For the rooftops, endemic Western Australian species – especially those that thrive in poor soil and high temperatures – were chosen to withstand the exposed conditions. Thompson engaged regenerative agriculture specialist Byron Joel (of Oak Tree Designs) for the edible gardens and landscape architect Christina Nicholson (of Banksia and Lime) for the rooftop sections. These outdoor spaces cater to different times of day and seasons throughout the year, and their adjoining interior spaces were designed for maximum operability.
From a comfort point of view, the house offers good passive performance, thanks to cross-flow ventilation and a thermal chimney beside the staircase. In the morning, the couple closes all the windows and doors to reduce the heat load, while the shutters exclude sun from the spring to autumn equinox. The glazing is opened at night to purge heat from the building.

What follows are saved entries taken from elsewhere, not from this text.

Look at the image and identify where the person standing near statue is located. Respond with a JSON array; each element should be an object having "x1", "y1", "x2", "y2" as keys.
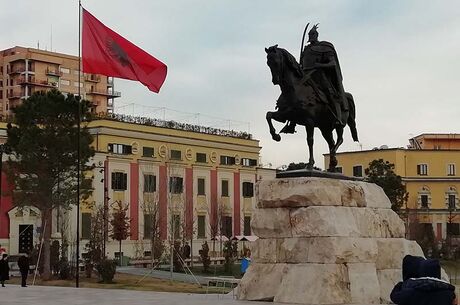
[
  {"x1": 0, "y1": 253, "x2": 9, "y2": 287},
  {"x1": 18, "y1": 253, "x2": 30, "y2": 287}
]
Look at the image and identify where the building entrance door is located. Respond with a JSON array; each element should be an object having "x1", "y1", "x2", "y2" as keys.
[{"x1": 18, "y1": 224, "x2": 33, "y2": 254}]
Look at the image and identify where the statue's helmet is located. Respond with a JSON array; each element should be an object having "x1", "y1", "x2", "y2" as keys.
[{"x1": 308, "y1": 24, "x2": 319, "y2": 42}]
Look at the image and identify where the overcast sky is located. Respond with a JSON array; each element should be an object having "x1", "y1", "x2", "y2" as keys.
[{"x1": 2, "y1": 1, "x2": 460, "y2": 169}]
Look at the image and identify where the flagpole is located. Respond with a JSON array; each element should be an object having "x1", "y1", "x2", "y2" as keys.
[{"x1": 76, "y1": 0, "x2": 82, "y2": 289}]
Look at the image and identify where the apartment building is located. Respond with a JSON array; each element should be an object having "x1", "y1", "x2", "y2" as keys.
[{"x1": 0, "y1": 46, "x2": 120, "y2": 117}]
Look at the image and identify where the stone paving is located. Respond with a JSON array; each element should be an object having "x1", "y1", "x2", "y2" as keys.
[
  {"x1": 0, "y1": 285, "x2": 276, "y2": 305},
  {"x1": 117, "y1": 266, "x2": 209, "y2": 285}
]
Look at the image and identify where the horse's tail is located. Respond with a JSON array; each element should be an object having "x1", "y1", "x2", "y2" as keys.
[{"x1": 345, "y1": 92, "x2": 359, "y2": 142}]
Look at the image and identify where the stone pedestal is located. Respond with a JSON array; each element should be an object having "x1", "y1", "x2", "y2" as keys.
[{"x1": 237, "y1": 177, "x2": 441, "y2": 304}]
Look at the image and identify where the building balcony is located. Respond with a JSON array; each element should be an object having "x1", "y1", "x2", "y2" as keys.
[
  {"x1": 18, "y1": 77, "x2": 58, "y2": 88},
  {"x1": 87, "y1": 88, "x2": 121, "y2": 98},
  {"x1": 46, "y1": 68, "x2": 62, "y2": 77},
  {"x1": 8, "y1": 67, "x2": 26, "y2": 75},
  {"x1": 7, "y1": 90, "x2": 24, "y2": 100},
  {"x1": 85, "y1": 75, "x2": 101, "y2": 83}
]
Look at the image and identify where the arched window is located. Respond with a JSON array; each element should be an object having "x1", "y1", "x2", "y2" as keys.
[
  {"x1": 445, "y1": 186, "x2": 458, "y2": 210},
  {"x1": 417, "y1": 186, "x2": 431, "y2": 209}
]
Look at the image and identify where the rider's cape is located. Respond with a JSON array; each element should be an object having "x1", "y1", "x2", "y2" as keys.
[{"x1": 305, "y1": 41, "x2": 345, "y2": 100}]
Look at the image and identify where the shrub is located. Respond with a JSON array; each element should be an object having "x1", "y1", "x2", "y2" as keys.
[
  {"x1": 59, "y1": 259, "x2": 71, "y2": 280},
  {"x1": 96, "y1": 259, "x2": 117, "y2": 283}
]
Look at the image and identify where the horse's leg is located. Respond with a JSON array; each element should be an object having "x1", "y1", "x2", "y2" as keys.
[
  {"x1": 305, "y1": 122, "x2": 315, "y2": 169},
  {"x1": 320, "y1": 127, "x2": 337, "y2": 172},
  {"x1": 266, "y1": 111, "x2": 284, "y2": 142},
  {"x1": 334, "y1": 126, "x2": 344, "y2": 153}
]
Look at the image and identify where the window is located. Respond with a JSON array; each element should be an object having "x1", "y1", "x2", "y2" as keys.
[
  {"x1": 417, "y1": 164, "x2": 428, "y2": 176},
  {"x1": 242, "y1": 182, "x2": 254, "y2": 198},
  {"x1": 448, "y1": 164, "x2": 456, "y2": 176},
  {"x1": 244, "y1": 216, "x2": 251, "y2": 236},
  {"x1": 10, "y1": 79, "x2": 13, "y2": 86},
  {"x1": 111, "y1": 172, "x2": 127, "y2": 190},
  {"x1": 221, "y1": 216, "x2": 233, "y2": 238},
  {"x1": 241, "y1": 158, "x2": 258, "y2": 167},
  {"x1": 0, "y1": 90, "x2": 2, "y2": 99},
  {"x1": 144, "y1": 214, "x2": 152, "y2": 239},
  {"x1": 196, "y1": 153, "x2": 207, "y2": 163},
  {"x1": 448, "y1": 194, "x2": 456, "y2": 210},
  {"x1": 170, "y1": 149, "x2": 182, "y2": 160},
  {"x1": 60, "y1": 79, "x2": 70, "y2": 86},
  {"x1": 447, "y1": 223, "x2": 460, "y2": 236},
  {"x1": 197, "y1": 215, "x2": 206, "y2": 238},
  {"x1": 221, "y1": 180, "x2": 229, "y2": 197},
  {"x1": 352, "y1": 165, "x2": 363, "y2": 177},
  {"x1": 0, "y1": 80, "x2": 3, "y2": 86},
  {"x1": 169, "y1": 177, "x2": 183, "y2": 193},
  {"x1": 421, "y1": 195, "x2": 429, "y2": 208},
  {"x1": 60, "y1": 67, "x2": 70, "y2": 74},
  {"x1": 108, "y1": 143, "x2": 132, "y2": 155},
  {"x1": 144, "y1": 174, "x2": 156, "y2": 193},
  {"x1": 143, "y1": 146, "x2": 154, "y2": 157},
  {"x1": 335, "y1": 166, "x2": 343, "y2": 174},
  {"x1": 220, "y1": 155, "x2": 236, "y2": 165},
  {"x1": 81, "y1": 213, "x2": 91, "y2": 239},
  {"x1": 197, "y1": 178, "x2": 205, "y2": 195}
]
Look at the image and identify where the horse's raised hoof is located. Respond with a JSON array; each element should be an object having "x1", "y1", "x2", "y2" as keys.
[{"x1": 272, "y1": 134, "x2": 281, "y2": 142}]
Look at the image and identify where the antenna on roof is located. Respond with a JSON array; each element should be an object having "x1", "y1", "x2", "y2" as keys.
[{"x1": 37, "y1": 41, "x2": 40, "y2": 49}]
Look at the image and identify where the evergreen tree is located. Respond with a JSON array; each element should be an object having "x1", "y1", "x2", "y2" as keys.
[
  {"x1": 6, "y1": 89, "x2": 94, "y2": 279},
  {"x1": 365, "y1": 159, "x2": 408, "y2": 212}
]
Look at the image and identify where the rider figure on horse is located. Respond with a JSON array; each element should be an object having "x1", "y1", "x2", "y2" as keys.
[{"x1": 280, "y1": 24, "x2": 347, "y2": 134}]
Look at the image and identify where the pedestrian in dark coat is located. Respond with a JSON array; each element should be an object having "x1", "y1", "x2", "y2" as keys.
[
  {"x1": 0, "y1": 253, "x2": 9, "y2": 287},
  {"x1": 391, "y1": 255, "x2": 456, "y2": 305},
  {"x1": 18, "y1": 254, "x2": 30, "y2": 287}
]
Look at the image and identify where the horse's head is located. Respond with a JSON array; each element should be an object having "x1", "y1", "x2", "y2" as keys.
[{"x1": 265, "y1": 45, "x2": 302, "y2": 86}]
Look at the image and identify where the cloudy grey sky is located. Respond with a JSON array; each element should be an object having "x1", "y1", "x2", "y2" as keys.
[{"x1": 2, "y1": 1, "x2": 460, "y2": 169}]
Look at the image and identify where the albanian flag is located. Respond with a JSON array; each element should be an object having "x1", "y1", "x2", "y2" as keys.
[{"x1": 82, "y1": 8, "x2": 167, "y2": 93}]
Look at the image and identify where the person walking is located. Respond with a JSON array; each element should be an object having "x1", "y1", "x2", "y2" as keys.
[
  {"x1": 18, "y1": 254, "x2": 30, "y2": 287},
  {"x1": 0, "y1": 253, "x2": 10, "y2": 287},
  {"x1": 391, "y1": 255, "x2": 456, "y2": 305}
]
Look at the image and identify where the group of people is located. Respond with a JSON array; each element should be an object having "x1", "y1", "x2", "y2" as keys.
[
  {"x1": 391, "y1": 255, "x2": 457, "y2": 305},
  {"x1": 0, "y1": 246, "x2": 30, "y2": 288}
]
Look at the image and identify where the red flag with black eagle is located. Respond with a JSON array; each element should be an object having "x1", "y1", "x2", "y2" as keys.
[{"x1": 82, "y1": 8, "x2": 167, "y2": 93}]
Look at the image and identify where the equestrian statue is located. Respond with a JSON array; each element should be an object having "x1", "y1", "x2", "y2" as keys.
[{"x1": 265, "y1": 23, "x2": 359, "y2": 172}]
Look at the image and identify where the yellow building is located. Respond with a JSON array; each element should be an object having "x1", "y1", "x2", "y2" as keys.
[
  {"x1": 0, "y1": 114, "x2": 275, "y2": 257},
  {"x1": 0, "y1": 46, "x2": 120, "y2": 117},
  {"x1": 324, "y1": 134, "x2": 460, "y2": 241}
]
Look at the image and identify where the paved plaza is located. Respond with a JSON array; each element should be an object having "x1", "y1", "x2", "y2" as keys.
[{"x1": 0, "y1": 285, "x2": 276, "y2": 305}]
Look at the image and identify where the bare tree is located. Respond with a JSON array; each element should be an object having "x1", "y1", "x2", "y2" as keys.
[
  {"x1": 110, "y1": 201, "x2": 130, "y2": 266},
  {"x1": 143, "y1": 193, "x2": 164, "y2": 266}
]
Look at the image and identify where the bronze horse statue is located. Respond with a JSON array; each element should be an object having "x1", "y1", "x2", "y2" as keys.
[{"x1": 265, "y1": 45, "x2": 358, "y2": 171}]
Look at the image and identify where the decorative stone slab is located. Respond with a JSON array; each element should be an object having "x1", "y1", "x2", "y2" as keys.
[
  {"x1": 251, "y1": 208, "x2": 292, "y2": 238},
  {"x1": 376, "y1": 238, "x2": 424, "y2": 270},
  {"x1": 252, "y1": 237, "x2": 378, "y2": 264},
  {"x1": 348, "y1": 263, "x2": 380, "y2": 304},
  {"x1": 377, "y1": 269, "x2": 400, "y2": 304},
  {"x1": 289, "y1": 207, "x2": 405, "y2": 238},
  {"x1": 237, "y1": 263, "x2": 287, "y2": 301},
  {"x1": 252, "y1": 206, "x2": 405, "y2": 238},
  {"x1": 274, "y1": 263, "x2": 351, "y2": 304},
  {"x1": 257, "y1": 177, "x2": 391, "y2": 209}
]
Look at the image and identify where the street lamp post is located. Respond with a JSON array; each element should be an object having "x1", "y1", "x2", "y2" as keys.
[{"x1": 0, "y1": 144, "x2": 5, "y2": 216}]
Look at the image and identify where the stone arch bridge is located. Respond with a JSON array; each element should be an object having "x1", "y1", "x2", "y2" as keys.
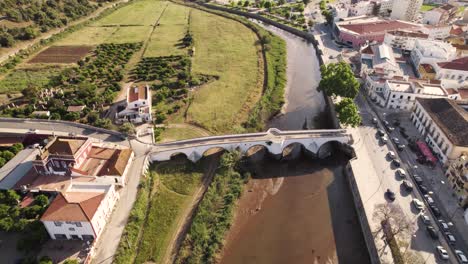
[{"x1": 149, "y1": 128, "x2": 353, "y2": 162}]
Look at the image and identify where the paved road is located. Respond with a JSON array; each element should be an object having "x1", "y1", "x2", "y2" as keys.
[{"x1": 354, "y1": 92, "x2": 458, "y2": 264}]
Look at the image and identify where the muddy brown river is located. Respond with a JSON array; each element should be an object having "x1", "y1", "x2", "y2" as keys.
[{"x1": 219, "y1": 25, "x2": 370, "y2": 264}]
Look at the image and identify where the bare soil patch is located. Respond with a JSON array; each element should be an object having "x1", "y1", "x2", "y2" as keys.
[{"x1": 28, "y1": 45, "x2": 93, "y2": 64}]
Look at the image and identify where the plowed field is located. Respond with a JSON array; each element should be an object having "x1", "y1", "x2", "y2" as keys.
[{"x1": 29, "y1": 45, "x2": 93, "y2": 63}]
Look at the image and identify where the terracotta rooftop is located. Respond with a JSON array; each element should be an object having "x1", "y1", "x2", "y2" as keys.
[
  {"x1": 459, "y1": 88, "x2": 468, "y2": 99},
  {"x1": 98, "y1": 149, "x2": 132, "y2": 176},
  {"x1": 361, "y1": 45, "x2": 374, "y2": 54},
  {"x1": 45, "y1": 137, "x2": 87, "y2": 157},
  {"x1": 417, "y1": 98, "x2": 468, "y2": 146},
  {"x1": 41, "y1": 192, "x2": 104, "y2": 222},
  {"x1": 340, "y1": 20, "x2": 418, "y2": 35},
  {"x1": 446, "y1": 88, "x2": 458, "y2": 95},
  {"x1": 128, "y1": 86, "x2": 148, "y2": 103},
  {"x1": 450, "y1": 26, "x2": 464, "y2": 36},
  {"x1": 438, "y1": 57, "x2": 468, "y2": 72}
]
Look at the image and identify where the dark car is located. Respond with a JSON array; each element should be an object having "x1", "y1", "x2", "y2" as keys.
[
  {"x1": 386, "y1": 189, "x2": 396, "y2": 201},
  {"x1": 377, "y1": 129, "x2": 385, "y2": 136},
  {"x1": 403, "y1": 180, "x2": 413, "y2": 191},
  {"x1": 427, "y1": 225, "x2": 439, "y2": 239},
  {"x1": 397, "y1": 144, "x2": 405, "y2": 151},
  {"x1": 392, "y1": 159, "x2": 401, "y2": 167},
  {"x1": 419, "y1": 185, "x2": 429, "y2": 194},
  {"x1": 430, "y1": 205, "x2": 442, "y2": 217},
  {"x1": 414, "y1": 176, "x2": 423, "y2": 185}
]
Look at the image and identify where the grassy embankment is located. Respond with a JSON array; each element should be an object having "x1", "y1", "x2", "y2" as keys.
[{"x1": 114, "y1": 161, "x2": 203, "y2": 264}]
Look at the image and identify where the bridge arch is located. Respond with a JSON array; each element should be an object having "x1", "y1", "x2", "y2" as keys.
[
  {"x1": 169, "y1": 152, "x2": 189, "y2": 160},
  {"x1": 316, "y1": 140, "x2": 343, "y2": 159},
  {"x1": 281, "y1": 142, "x2": 306, "y2": 160},
  {"x1": 201, "y1": 146, "x2": 228, "y2": 158}
]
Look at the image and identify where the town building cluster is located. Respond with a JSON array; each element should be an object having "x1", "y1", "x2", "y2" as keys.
[
  {"x1": 328, "y1": 0, "x2": 468, "y2": 210},
  {"x1": 0, "y1": 136, "x2": 134, "y2": 241}
]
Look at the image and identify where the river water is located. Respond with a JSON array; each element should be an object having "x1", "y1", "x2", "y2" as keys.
[{"x1": 219, "y1": 25, "x2": 371, "y2": 264}]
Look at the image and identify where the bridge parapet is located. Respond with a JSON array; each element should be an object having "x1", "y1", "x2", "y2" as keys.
[{"x1": 149, "y1": 128, "x2": 353, "y2": 162}]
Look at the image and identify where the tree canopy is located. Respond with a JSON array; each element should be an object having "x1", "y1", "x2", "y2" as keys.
[
  {"x1": 319, "y1": 62, "x2": 359, "y2": 99},
  {"x1": 335, "y1": 98, "x2": 361, "y2": 127}
]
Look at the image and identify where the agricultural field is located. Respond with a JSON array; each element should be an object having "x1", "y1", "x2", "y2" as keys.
[
  {"x1": 56, "y1": 26, "x2": 152, "y2": 46},
  {"x1": 0, "y1": 67, "x2": 64, "y2": 94},
  {"x1": 144, "y1": 3, "x2": 190, "y2": 57},
  {"x1": 92, "y1": 0, "x2": 167, "y2": 26},
  {"x1": 28, "y1": 46, "x2": 93, "y2": 64},
  {"x1": 186, "y1": 10, "x2": 261, "y2": 133}
]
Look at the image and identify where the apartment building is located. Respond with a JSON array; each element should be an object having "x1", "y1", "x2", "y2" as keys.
[
  {"x1": 434, "y1": 57, "x2": 468, "y2": 89},
  {"x1": 423, "y1": 4, "x2": 459, "y2": 25},
  {"x1": 410, "y1": 39, "x2": 457, "y2": 68},
  {"x1": 411, "y1": 98, "x2": 468, "y2": 164},
  {"x1": 384, "y1": 30, "x2": 429, "y2": 51},
  {"x1": 445, "y1": 153, "x2": 468, "y2": 207},
  {"x1": 391, "y1": 0, "x2": 424, "y2": 21}
]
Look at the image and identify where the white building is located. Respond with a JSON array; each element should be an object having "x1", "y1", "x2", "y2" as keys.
[
  {"x1": 349, "y1": 1, "x2": 376, "y2": 17},
  {"x1": 421, "y1": 24, "x2": 452, "y2": 39},
  {"x1": 360, "y1": 43, "x2": 403, "y2": 78},
  {"x1": 41, "y1": 184, "x2": 119, "y2": 240},
  {"x1": 411, "y1": 98, "x2": 468, "y2": 164},
  {"x1": 372, "y1": 79, "x2": 450, "y2": 110},
  {"x1": 117, "y1": 85, "x2": 152, "y2": 124},
  {"x1": 383, "y1": 30, "x2": 429, "y2": 51},
  {"x1": 378, "y1": 0, "x2": 394, "y2": 16},
  {"x1": 445, "y1": 153, "x2": 468, "y2": 207},
  {"x1": 434, "y1": 57, "x2": 468, "y2": 89},
  {"x1": 423, "y1": 4, "x2": 459, "y2": 25},
  {"x1": 391, "y1": 0, "x2": 424, "y2": 21},
  {"x1": 410, "y1": 39, "x2": 457, "y2": 68}
]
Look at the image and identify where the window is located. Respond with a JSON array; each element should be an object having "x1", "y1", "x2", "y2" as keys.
[
  {"x1": 71, "y1": 235, "x2": 80, "y2": 240},
  {"x1": 400, "y1": 95, "x2": 403, "y2": 99},
  {"x1": 54, "y1": 234, "x2": 67, "y2": 239},
  {"x1": 407, "y1": 96, "x2": 411, "y2": 100},
  {"x1": 458, "y1": 75, "x2": 462, "y2": 80},
  {"x1": 134, "y1": 104, "x2": 137, "y2": 107},
  {"x1": 69, "y1": 227, "x2": 75, "y2": 231},
  {"x1": 142, "y1": 101, "x2": 145, "y2": 104},
  {"x1": 82, "y1": 235, "x2": 94, "y2": 241},
  {"x1": 54, "y1": 221, "x2": 63, "y2": 226},
  {"x1": 392, "y1": 94, "x2": 396, "y2": 98},
  {"x1": 61, "y1": 161, "x2": 66, "y2": 168},
  {"x1": 76, "y1": 222, "x2": 82, "y2": 227}
]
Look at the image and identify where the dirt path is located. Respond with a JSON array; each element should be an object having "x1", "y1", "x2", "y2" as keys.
[
  {"x1": 0, "y1": 0, "x2": 129, "y2": 65},
  {"x1": 160, "y1": 153, "x2": 220, "y2": 264}
]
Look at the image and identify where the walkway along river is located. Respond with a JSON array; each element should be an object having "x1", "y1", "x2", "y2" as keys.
[{"x1": 218, "y1": 24, "x2": 371, "y2": 264}]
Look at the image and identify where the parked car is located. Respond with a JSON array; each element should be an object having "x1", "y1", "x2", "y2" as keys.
[
  {"x1": 383, "y1": 120, "x2": 389, "y2": 126},
  {"x1": 427, "y1": 225, "x2": 438, "y2": 239},
  {"x1": 424, "y1": 194, "x2": 435, "y2": 205},
  {"x1": 372, "y1": 117, "x2": 378, "y2": 124},
  {"x1": 420, "y1": 214, "x2": 430, "y2": 225},
  {"x1": 430, "y1": 205, "x2": 441, "y2": 217},
  {"x1": 402, "y1": 180, "x2": 413, "y2": 191},
  {"x1": 377, "y1": 129, "x2": 385, "y2": 136},
  {"x1": 392, "y1": 159, "x2": 401, "y2": 167},
  {"x1": 392, "y1": 137, "x2": 400, "y2": 144},
  {"x1": 437, "y1": 246, "x2": 449, "y2": 260},
  {"x1": 455, "y1": 250, "x2": 468, "y2": 263},
  {"x1": 387, "y1": 151, "x2": 396, "y2": 160},
  {"x1": 381, "y1": 135, "x2": 388, "y2": 144},
  {"x1": 438, "y1": 220, "x2": 449, "y2": 231},
  {"x1": 386, "y1": 189, "x2": 396, "y2": 201},
  {"x1": 419, "y1": 185, "x2": 429, "y2": 194},
  {"x1": 397, "y1": 144, "x2": 405, "y2": 151},
  {"x1": 445, "y1": 232, "x2": 456, "y2": 245},
  {"x1": 386, "y1": 126, "x2": 395, "y2": 132},
  {"x1": 413, "y1": 199, "x2": 424, "y2": 210},
  {"x1": 396, "y1": 168, "x2": 406, "y2": 178},
  {"x1": 27, "y1": 128, "x2": 38, "y2": 134},
  {"x1": 414, "y1": 176, "x2": 423, "y2": 185}
]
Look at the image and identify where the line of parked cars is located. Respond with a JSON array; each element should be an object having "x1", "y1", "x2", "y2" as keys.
[{"x1": 373, "y1": 116, "x2": 468, "y2": 263}]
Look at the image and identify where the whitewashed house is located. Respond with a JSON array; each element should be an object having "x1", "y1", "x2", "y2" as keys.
[
  {"x1": 434, "y1": 57, "x2": 468, "y2": 89},
  {"x1": 117, "y1": 85, "x2": 152, "y2": 124}
]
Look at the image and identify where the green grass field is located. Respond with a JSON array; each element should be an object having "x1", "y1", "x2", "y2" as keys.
[
  {"x1": 93, "y1": 0, "x2": 167, "y2": 26},
  {"x1": 134, "y1": 162, "x2": 203, "y2": 264},
  {"x1": 144, "y1": 3, "x2": 190, "y2": 57},
  {"x1": 186, "y1": 10, "x2": 260, "y2": 133},
  {"x1": 421, "y1": 4, "x2": 438, "y2": 11},
  {"x1": 56, "y1": 26, "x2": 152, "y2": 45},
  {"x1": 160, "y1": 127, "x2": 208, "y2": 142},
  {"x1": 0, "y1": 67, "x2": 63, "y2": 93}
]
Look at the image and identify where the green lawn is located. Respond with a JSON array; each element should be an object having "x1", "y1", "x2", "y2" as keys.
[
  {"x1": 134, "y1": 162, "x2": 203, "y2": 264},
  {"x1": 0, "y1": 67, "x2": 63, "y2": 93},
  {"x1": 421, "y1": 4, "x2": 438, "y2": 11},
  {"x1": 160, "y1": 126, "x2": 208, "y2": 142},
  {"x1": 144, "y1": 3, "x2": 190, "y2": 57},
  {"x1": 186, "y1": 10, "x2": 261, "y2": 133},
  {"x1": 93, "y1": 0, "x2": 167, "y2": 26}
]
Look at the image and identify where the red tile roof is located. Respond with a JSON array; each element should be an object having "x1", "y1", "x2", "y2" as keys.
[
  {"x1": 438, "y1": 57, "x2": 468, "y2": 71},
  {"x1": 340, "y1": 20, "x2": 418, "y2": 35},
  {"x1": 128, "y1": 86, "x2": 148, "y2": 103},
  {"x1": 458, "y1": 88, "x2": 468, "y2": 99},
  {"x1": 41, "y1": 192, "x2": 104, "y2": 222},
  {"x1": 450, "y1": 26, "x2": 464, "y2": 36},
  {"x1": 446, "y1": 88, "x2": 458, "y2": 95},
  {"x1": 361, "y1": 45, "x2": 374, "y2": 54}
]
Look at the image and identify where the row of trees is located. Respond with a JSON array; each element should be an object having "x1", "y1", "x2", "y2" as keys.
[
  {"x1": 319, "y1": 62, "x2": 362, "y2": 127},
  {"x1": 0, "y1": 143, "x2": 23, "y2": 168},
  {"x1": 0, "y1": 0, "x2": 97, "y2": 47}
]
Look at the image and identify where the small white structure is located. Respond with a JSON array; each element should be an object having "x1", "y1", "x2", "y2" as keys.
[
  {"x1": 434, "y1": 57, "x2": 468, "y2": 89},
  {"x1": 41, "y1": 184, "x2": 119, "y2": 241},
  {"x1": 0, "y1": 148, "x2": 40, "y2": 190},
  {"x1": 117, "y1": 85, "x2": 152, "y2": 124},
  {"x1": 410, "y1": 39, "x2": 457, "y2": 68}
]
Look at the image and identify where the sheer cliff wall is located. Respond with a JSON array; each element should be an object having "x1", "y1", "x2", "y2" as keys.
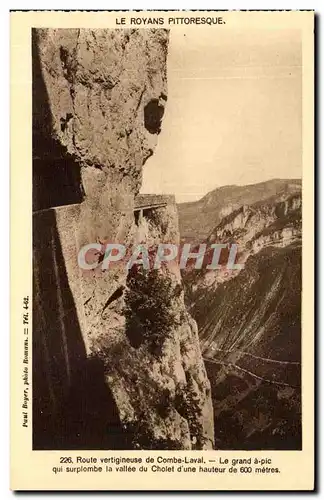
[{"x1": 32, "y1": 28, "x2": 214, "y2": 450}]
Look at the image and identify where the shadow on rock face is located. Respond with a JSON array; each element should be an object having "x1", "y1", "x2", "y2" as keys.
[
  {"x1": 33, "y1": 209, "x2": 128, "y2": 450},
  {"x1": 58, "y1": 356, "x2": 129, "y2": 450}
]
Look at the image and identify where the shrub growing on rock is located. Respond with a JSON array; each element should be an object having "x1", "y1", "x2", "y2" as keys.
[{"x1": 124, "y1": 265, "x2": 180, "y2": 355}]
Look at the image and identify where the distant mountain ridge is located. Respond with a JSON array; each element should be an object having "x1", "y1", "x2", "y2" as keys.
[{"x1": 178, "y1": 178, "x2": 302, "y2": 242}]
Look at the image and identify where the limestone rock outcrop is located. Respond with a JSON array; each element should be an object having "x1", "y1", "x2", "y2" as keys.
[{"x1": 32, "y1": 28, "x2": 214, "y2": 450}]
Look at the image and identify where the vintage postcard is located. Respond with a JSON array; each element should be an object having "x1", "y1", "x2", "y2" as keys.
[{"x1": 10, "y1": 10, "x2": 314, "y2": 491}]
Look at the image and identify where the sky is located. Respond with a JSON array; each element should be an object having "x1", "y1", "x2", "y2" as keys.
[{"x1": 141, "y1": 28, "x2": 302, "y2": 203}]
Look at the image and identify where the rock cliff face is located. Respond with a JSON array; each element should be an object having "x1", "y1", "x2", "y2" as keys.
[
  {"x1": 33, "y1": 28, "x2": 213, "y2": 450},
  {"x1": 91, "y1": 205, "x2": 214, "y2": 449},
  {"x1": 184, "y1": 190, "x2": 302, "y2": 315},
  {"x1": 203, "y1": 243, "x2": 301, "y2": 450},
  {"x1": 181, "y1": 185, "x2": 302, "y2": 449}
]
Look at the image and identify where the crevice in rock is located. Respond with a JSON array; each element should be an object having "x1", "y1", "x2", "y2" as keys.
[
  {"x1": 60, "y1": 113, "x2": 73, "y2": 132},
  {"x1": 144, "y1": 98, "x2": 165, "y2": 134},
  {"x1": 101, "y1": 286, "x2": 125, "y2": 316}
]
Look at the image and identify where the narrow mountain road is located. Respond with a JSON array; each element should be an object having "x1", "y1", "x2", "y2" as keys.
[
  {"x1": 203, "y1": 357, "x2": 300, "y2": 389},
  {"x1": 206, "y1": 347, "x2": 300, "y2": 365}
]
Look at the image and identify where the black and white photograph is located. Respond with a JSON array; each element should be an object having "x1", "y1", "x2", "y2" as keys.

Unusually for a small-scale residential project, Jimmy collaborated with others, including Amy McDonnell (design manager at Assemble Building Co.) and Sally-Ann Weerts (from Studio Roam), on the documentation and construction phases. “This procurement model was critical to the success of the project because the builder – Mitch Hill of Assemble, who is also an architect – actively joined in the collaboration, and added value and commitment to the outcome every step of the way,” Jimmy says.
In putting forward this alternative model for the densification of Perth’s existing suburbs, did Jimmy make any discoveries that could inform future infill housing in the city? He concedes that it can be difficult to order an Uber because the registered address is on the street, not the rear laneway. But aside from this inconvenience, living here has been a highly positive experience, and the uncommon design has prompted conversations with neighbours, families in the park, dog walkers and passers-by.
“Another unexpected element became apparent the first night we moved in, when we saw the view through the tree to the moon,” Jimmy recalls. “I hadn’t planned that! I’ve always lived in 100-year-old houses, so living here feels like being on holiday in a hotel. It’s also shown me that what I tell my clients is true: good design matters.”